O Birkat haMinim (em hebraico: ברכת המינים; em português: Benção sobre os hereges) é uma maldição judaica sobre os hereges (minim). Os eruditos modernos geralmente avaliam que os Birkat haMinim provavelmente incluíam no original os judeus cristãos (embora a estrutura da mesma seja uma referência tanto a informantes que denunciassem as práticas judaicas às autoridades, quanto a governos cruéis) antes que o Cristianismo se tornasse uma religião marcadamente gentia.[1] É a décima segunda bênção de dezoito ou Amidá.[2]

Birkat haMinim

A autoria de tal bênção é atribuída a Shmuel ha-Katan, no suposto Concílio de Jâmnia, sendo inserido nas "dezoito bençãos" como a décima nona bênção a ser orada silenciosamente três vezes ao dia, a Amidá. A bênção é, portanto, vista como relacionada aos fariseus, ao desenvolvimento do cânon farisaico da Bíblia Hebraica, à divisão do Cristianismo primitivo do judaísmo antigo como sendo uma heresia aos olhos de tais judeus, às origens do judaísmo rabínico, às origens do Cristianismo, ao Cristianismo do século I e à história do Cristianismo.

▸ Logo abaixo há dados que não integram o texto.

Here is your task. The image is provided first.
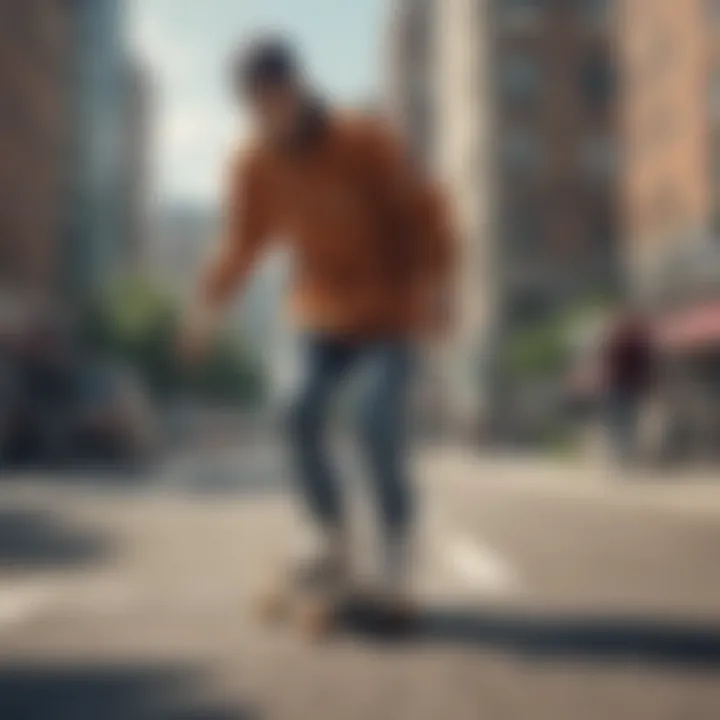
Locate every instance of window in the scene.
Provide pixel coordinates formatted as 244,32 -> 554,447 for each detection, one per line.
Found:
504,202 -> 542,257
496,0 -> 547,30
708,69 -> 720,119
579,0 -> 614,27
500,55 -> 540,103
707,0 -> 720,22
580,51 -> 615,108
502,130 -> 541,173
580,137 -> 618,179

De acordo com a teoria, a bênção era útil como ferramenta para impedir as orações dos minim ("hereges"), porque nenhum minim recitaria em voz ou responderia a ela, pois era uma maldição sobre eles.[3]

Composição editar

De acordo com o Talmud Babilônico Tratado Berakhot 18b–29a, Shmuel ha-Katan foi o responsável pela autoria dos Birkat haMinim:

"Rabban Gamaliel disse aos sábios: Não há ninguém que saiba compor uma bênção contra os minim? Samuel ha-Qatan levantou-se e escreveu."[4]

A bênção existe em várias formas.[5][6] Duas cópias medievais do Cairo Genizah incluem referências a ambos: minim e notzrim ("nazarenos", i.e. "cristãos").[7][8][9]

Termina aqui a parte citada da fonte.